Opinião & Análise

Novo Governo

Decreto do armamento: o fígado e a razão

Bolsonaro jogou para sua base eleitoral mais fanática, cedeu ao lobby das armas e ignorou evidências científicas sólidas

Foto: Lula Marques/Fotos Públicas

A política armamentista de Bolsonaro começou com a alteração do Decreto 5.123/2004, que afrouxou restrições à posse de armas de fogo. Será o primeiro capítulo das relações entre o novo governo e o novo STF, agora presidido por um ministro Dias Toffoli ansioso por conter seus excessos.

Há boas razões jurídicas para questionar a constitucionalidade do novo decreto.

A primeira está na separação de poderes. O decreto de Bolsonaro regulamenta a Lei 10.826/2003 (Estatuto do Desarmamento). Ela foi aprovada como parte de uma política pública para a redução de homicídios no Brasil. Segundo o Atlas da Violência IPEA/FBSP, que o próprio decreto usa para medir violência nos Estados, ela foi bem sucedida: homicídios por arma de fogo caíram sensivelmente após sua aprovação.

Decretos devem limitar-se a fixar procedimentos para que as leis que regulamentam possam produzir efeitos. Assim, são subordinados a essas leis. Um decreto que usurpe a lei regulamentada é formalmente inconstitucional. É o caso do decreto de Bolsonaro.

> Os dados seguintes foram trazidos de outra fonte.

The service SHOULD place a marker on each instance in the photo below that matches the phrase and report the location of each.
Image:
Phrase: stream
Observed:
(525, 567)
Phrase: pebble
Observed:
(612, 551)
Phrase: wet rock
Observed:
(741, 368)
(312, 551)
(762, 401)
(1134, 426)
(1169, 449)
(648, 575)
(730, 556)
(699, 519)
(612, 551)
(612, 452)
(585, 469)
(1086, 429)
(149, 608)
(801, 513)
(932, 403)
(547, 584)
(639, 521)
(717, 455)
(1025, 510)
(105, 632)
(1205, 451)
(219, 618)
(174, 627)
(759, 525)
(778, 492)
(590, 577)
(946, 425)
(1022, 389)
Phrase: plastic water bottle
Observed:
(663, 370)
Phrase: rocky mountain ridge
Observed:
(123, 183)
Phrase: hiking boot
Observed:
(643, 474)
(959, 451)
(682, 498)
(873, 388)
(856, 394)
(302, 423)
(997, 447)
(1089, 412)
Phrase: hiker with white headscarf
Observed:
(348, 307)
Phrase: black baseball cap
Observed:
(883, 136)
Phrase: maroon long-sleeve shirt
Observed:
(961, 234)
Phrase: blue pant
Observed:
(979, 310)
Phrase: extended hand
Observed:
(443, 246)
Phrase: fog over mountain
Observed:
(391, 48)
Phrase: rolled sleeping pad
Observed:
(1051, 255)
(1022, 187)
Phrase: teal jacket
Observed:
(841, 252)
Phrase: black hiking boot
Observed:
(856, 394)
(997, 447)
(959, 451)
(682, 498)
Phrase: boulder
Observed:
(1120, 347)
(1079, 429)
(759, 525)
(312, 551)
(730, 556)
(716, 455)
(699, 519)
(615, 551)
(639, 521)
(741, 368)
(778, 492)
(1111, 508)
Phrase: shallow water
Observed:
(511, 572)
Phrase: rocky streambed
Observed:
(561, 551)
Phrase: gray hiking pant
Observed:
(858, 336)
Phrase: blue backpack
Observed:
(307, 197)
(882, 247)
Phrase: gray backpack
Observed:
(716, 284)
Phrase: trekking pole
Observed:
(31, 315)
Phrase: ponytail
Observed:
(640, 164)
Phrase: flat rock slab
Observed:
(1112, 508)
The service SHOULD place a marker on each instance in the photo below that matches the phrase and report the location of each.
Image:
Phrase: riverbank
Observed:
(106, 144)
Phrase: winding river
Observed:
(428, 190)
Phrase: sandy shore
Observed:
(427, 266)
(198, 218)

Ao eliminar avaliações de autoridades quanto à declaração de necessidade da arma, o novo decreto torna inócuo um controle que a lei impõe. Ao fixar parâmetro para a posse em áreas urbanas que alcança indiscriminadamente todos os municípios do país, igualmente esvazia o requisito legal da “efetiva necessidade”.

Bolsonaro abusou de seu poder regulamentar: traiu os objetivos óbvios da lei e retirou-lhe efeitos que eram plenos. Violou a separação de poderes e ofendeu a autoridade do Legislativo.

Outra razão para questionamento do decreto ampara-se nos requisitos para a implementação ou alteração de políticas públicas.

A Constituição (art. 37) manda que o Estado se paute por critérios de eficiência. Em políticas públicas, a eficiência exige monitoramento, avaliação de resultados, debates de propostas e cálculos de efeitos esperados. O Estado deve ser capaz de motivar suas ações de forma racional e controlável na esfera pública. Não se atinge eficiência por mera convicção ideológica.

A intenção da Constituição é evitar que ações estatais, que custam dinheiro e afetam muitas pessoas, sejam tomadas de modo açodado e imotivado.

Ações estatais devem vir dos cérebros dos governos, mas o decreto de Bolsonaro vem do fígado. Nem seu mais dócil apoiador acredita que o governo, em 15 dias, teve tempo de produzir qualquer embasamento técnico para a medida.

Mesmo que se pense o armamento como “direito fundamental”, a racionalidade segue imperativa: como justificar, como medida de amparo à vida e à propriedade, a opção por uma via da qual tantos especialistas esperam aumento de crimes? Se estão todos errados, caberia ao governo demonstrar.

Bolsonaro jogou para sua base eleitoral mais fanática e cedeu ao lobby das armas. Ignorou evidências científicas sólidas e a vontade de 6 em cada 10 brasileiros, contrários à medida segundo o Datafolha.

O ministro Dias Toffoli está certo na percepção de que o STF precisa reencontrar o prumo. Há mesmo coisas que o Judiciário não deve fazer, como tabelar fretes de caminhão.

Juízes não podem produzir políticas públicas por conta própria, mas devem exigir que governos ajam com racionalidade, motivados por razões técnicas e publicamente conhecidas. A Constituição dá aos gestores estatais amplos espaços para escolhas políticas, mas não lhes permite que escolham ser irracionais com a coisa pública.